Some 44 million American adults cannot read well enough to read a simple story to a child—and nearly half of adults in the United States are functionally illiterate, unable even to read a drug label. …
We have been inundated with bad news regarding the American education system for decades. For example, in 1988, a mere 5 percent of seventeen-year-old high school students could read sufficiently to comprehend information disseminated in historical documents, college textbooks, or literary essays. …
The Educational Testing Service reported in 1994 that 50 percent of college graduates in the United States could not read a bus schedule and “that only 42 percent could summarize an argument presented in a newspaper article.”
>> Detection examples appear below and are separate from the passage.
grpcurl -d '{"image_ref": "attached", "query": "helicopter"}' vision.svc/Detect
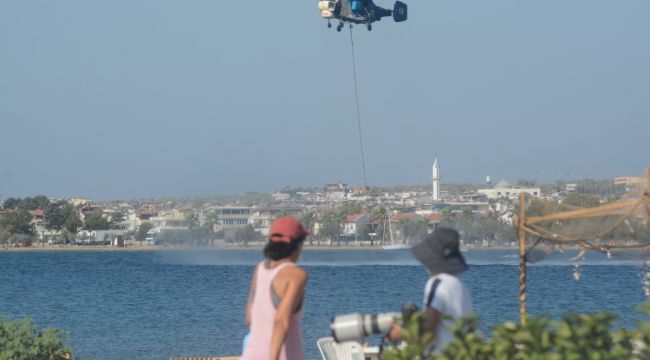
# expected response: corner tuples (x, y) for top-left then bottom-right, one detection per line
(318, 0), (407, 32)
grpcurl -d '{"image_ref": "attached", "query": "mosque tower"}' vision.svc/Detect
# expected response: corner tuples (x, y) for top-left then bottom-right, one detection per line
(432, 156), (440, 202)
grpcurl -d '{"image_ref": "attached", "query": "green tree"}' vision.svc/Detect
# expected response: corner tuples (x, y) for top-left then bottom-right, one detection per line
(300, 211), (316, 244)
(2, 198), (21, 210)
(381, 303), (650, 360)
(370, 205), (389, 246)
(0, 208), (34, 236)
(63, 210), (83, 234)
(0, 317), (72, 360)
(185, 212), (199, 230)
(135, 222), (153, 246)
(110, 211), (124, 229)
(235, 225), (260, 246)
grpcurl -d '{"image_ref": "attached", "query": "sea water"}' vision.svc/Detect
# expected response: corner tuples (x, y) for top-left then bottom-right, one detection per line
(0, 250), (645, 359)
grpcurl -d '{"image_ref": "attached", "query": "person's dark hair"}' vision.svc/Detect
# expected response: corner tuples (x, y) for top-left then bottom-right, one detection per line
(264, 237), (305, 261)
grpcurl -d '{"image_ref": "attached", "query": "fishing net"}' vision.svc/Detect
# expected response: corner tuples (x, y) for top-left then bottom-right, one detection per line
(514, 170), (650, 262)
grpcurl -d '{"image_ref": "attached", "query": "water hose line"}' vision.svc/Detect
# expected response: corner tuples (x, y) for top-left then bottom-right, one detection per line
(350, 26), (368, 189)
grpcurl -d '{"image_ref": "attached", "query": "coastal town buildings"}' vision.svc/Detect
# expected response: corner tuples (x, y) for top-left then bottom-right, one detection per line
(477, 180), (542, 200)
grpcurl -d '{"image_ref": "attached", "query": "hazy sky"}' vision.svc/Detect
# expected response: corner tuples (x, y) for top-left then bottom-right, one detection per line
(0, 0), (650, 199)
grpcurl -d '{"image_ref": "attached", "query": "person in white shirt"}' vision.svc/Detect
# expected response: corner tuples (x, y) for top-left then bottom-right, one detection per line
(388, 227), (472, 351)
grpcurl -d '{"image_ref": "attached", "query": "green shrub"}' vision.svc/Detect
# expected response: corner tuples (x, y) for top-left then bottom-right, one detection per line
(381, 303), (650, 360)
(0, 317), (71, 360)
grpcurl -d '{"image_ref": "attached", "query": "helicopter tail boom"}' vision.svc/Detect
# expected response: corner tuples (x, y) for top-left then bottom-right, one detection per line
(393, 1), (408, 22)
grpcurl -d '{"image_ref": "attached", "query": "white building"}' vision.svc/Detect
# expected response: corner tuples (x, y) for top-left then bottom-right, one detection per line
(342, 214), (370, 237)
(478, 180), (542, 200)
(432, 157), (440, 202)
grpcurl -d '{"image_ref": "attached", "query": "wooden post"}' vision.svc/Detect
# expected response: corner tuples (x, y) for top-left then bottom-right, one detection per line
(517, 192), (527, 325)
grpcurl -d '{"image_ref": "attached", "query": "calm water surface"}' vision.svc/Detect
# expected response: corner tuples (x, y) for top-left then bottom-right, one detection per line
(0, 250), (644, 359)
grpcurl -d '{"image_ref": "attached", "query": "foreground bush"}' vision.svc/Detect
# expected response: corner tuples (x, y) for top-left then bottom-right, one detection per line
(382, 303), (650, 360)
(0, 317), (71, 360)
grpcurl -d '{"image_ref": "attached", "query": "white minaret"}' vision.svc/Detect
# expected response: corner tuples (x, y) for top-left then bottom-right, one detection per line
(432, 156), (440, 201)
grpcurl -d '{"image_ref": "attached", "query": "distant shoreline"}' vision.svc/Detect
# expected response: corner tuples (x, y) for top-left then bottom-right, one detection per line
(0, 244), (517, 253)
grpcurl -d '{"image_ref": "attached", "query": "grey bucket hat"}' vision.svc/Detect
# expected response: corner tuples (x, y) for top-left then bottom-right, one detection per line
(411, 227), (467, 274)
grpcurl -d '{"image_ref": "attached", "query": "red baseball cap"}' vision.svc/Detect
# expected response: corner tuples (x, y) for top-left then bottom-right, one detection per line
(269, 216), (309, 244)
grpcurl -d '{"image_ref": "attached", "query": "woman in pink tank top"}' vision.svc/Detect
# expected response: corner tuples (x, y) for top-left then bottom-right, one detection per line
(241, 216), (309, 360)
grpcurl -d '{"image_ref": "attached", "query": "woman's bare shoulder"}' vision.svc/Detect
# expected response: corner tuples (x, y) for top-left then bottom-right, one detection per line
(278, 266), (309, 283)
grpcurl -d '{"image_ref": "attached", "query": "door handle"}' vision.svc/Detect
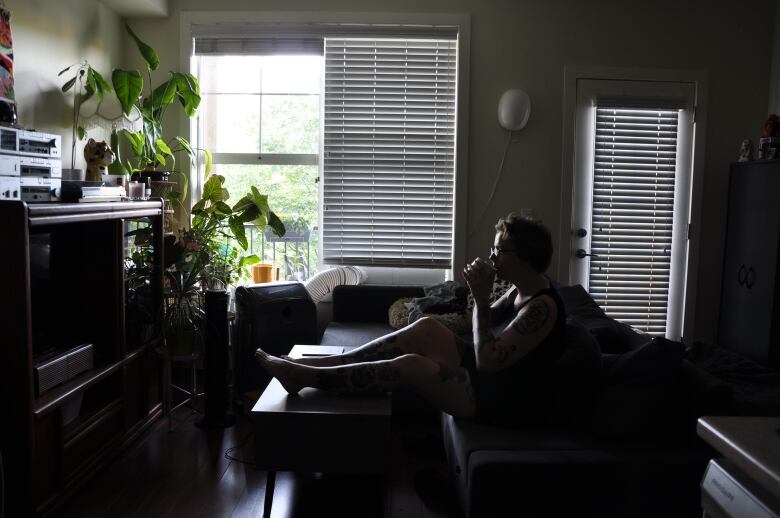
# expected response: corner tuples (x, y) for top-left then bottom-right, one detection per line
(745, 266), (756, 289)
(737, 264), (747, 286)
(574, 248), (598, 259)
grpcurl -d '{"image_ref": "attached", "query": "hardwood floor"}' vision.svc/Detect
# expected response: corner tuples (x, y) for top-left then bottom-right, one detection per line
(57, 408), (459, 518)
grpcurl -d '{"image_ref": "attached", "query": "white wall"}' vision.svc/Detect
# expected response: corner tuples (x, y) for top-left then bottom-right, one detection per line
(768, 0), (780, 114)
(12, 0), (778, 341)
(5, 0), (123, 168)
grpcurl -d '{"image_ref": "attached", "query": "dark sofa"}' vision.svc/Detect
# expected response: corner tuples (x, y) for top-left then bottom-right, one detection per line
(321, 285), (732, 517)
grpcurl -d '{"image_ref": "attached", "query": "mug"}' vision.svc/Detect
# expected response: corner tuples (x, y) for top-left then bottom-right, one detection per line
(252, 263), (273, 283)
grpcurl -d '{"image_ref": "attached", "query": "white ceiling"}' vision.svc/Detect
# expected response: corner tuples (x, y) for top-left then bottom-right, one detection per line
(101, 0), (168, 18)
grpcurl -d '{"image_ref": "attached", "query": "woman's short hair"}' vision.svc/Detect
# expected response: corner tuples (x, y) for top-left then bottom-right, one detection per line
(496, 212), (552, 273)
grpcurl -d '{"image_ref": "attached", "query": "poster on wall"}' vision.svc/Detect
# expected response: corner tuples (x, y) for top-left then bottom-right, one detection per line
(0, 7), (16, 123)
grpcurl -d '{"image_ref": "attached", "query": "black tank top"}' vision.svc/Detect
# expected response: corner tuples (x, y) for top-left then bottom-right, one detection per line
(464, 287), (566, 425)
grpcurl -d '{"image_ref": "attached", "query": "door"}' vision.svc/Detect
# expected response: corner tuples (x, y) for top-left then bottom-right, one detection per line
(569, 79), (695, 339)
Why have we allowed this to happen to ourselves? Rather, why have we done this to ourselves? How and why is it that America, historically the most plentiful source of innovative and inventive minds, has established an educational system that cripples the mind? What caused this degradation?
Toward answering such questions, it is important to understand that American schools have not always been so bad. Indeed, at one time American education was superb.
SUPERLATIVE EDUCATION IN EARLY AMERICA
In the Mid-Atlantic colonies during the pre-Revolutionary period, professional educators established numerous schools to satisfy widespread demand for education. Philadelphia, for instance, boasted schools for virtually every subject and interest.
Between 1740 and 1776, 125 private schoolmasters advertised their services in Philadelphia newspapers—this in a city whose population was miniscule relative to today. Professional educators provided mentoring services for English, contemporary foreign languages, science, and a wide variety of other topics.